The operating cost method will result in a much greater compliance cost. The changes apply for all new arrangements contracted after 16 July 2013 and will be effective from 1 April 2014.
This change will force many businesses to change the way they provide car benefits to employees, including where it is part of a salary package. There are negative impacts for motor dealers both in reduced sales and as a result of their own increased cost of fringe benefits and compliance.
Fleet inquiries have stopped while employers try to assess the impact the change will have on their own FBT liability, but dealers are also telling BDO private enquiry and sales have slowed since the announcement, as even people who won't be impacted look for assurance that this change does not affect them.
Some reports have suggested this will primarily impact luxury car drivers, or those who get a car as part of a novated lease arrangement. But the impacts are much broader.
Obviously the most commonly provided car fringe benefits will come from the volume brands including Toyota, Holden and Ford. Also, a novated lease is just one form of salary packaging, but the impact extends to any employer who provides an employee with a car under any employment arrangement.
The reduction in new car volume will undoubtedly threaten jobs.
New car sales are critical to the dealer model and a reduction in vehicle sales also impacts revenues from parts, service and finance, all of which are necessary to achieve an acceptable return in this competitive industry.
The potential increased FBT liability and compliance costs for a motor dealer are also enormous. Motor dealers themselves have used the statutory formula to value the taxable value of cars provided to employees. The approach allowed by the ATO for motor dealers allows dealers to use average cost of vehicles in stock in order to calculate the taxable value.
This approach -- known as the Pooling method -- avoids the administrative burden of tracking the value attributable to the benefit when it is common that employees will access a different car each night. The removal of the statutory method will force fundamental changes to employment arrangements in the industry.

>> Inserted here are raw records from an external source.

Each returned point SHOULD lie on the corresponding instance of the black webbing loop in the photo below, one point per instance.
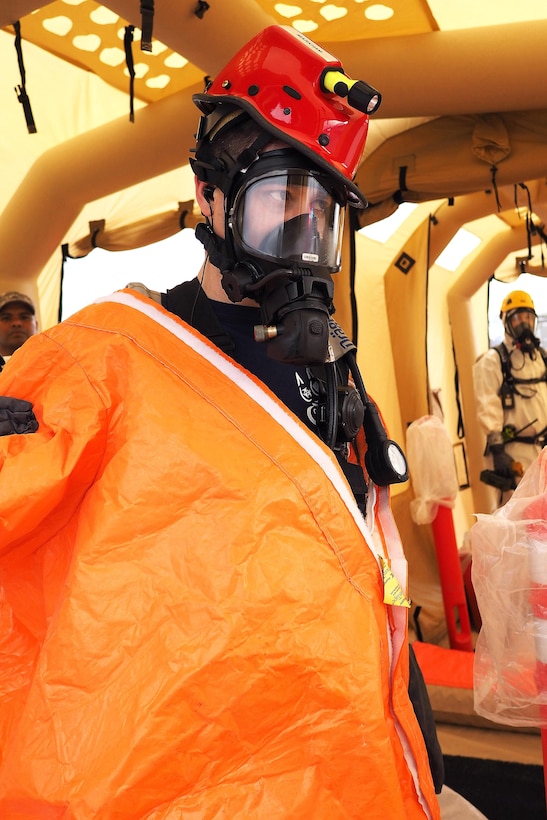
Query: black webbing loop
(494, 171)
(147, 24)
(127, 40)
(21, 90)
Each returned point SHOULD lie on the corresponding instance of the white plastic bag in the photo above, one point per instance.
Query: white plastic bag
(431, 467)
(509, 573)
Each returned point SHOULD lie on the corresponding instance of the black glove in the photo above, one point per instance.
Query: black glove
(16, 416)
(503, 463)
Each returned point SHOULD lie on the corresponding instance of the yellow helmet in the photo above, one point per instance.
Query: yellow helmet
(517, 299)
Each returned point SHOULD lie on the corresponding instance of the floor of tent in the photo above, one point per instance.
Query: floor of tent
(458, 737)
(490, 744)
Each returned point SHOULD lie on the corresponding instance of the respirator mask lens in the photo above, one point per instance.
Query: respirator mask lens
(289, 216)
(521, 323)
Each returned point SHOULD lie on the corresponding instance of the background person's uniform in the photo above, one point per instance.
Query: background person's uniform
(530, 407)
(192, 605)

BDO has reviewed the modelling prepared by one large dealer group in Queensland. It is expected their FBT liability in respect to the provision of cars to employees will increase fivefold from $150,000 to $750,000.
Motor dealers will not be able to absorb this significant increase in FBT costs and administration and will be forced to change their behaviour. Allied to this, is the commercial challenge that the provision of a car is also a means of having the "brand" represented in the marketplace.
Mark Ward is Partner, Automotive, at accounting group BDO Australia.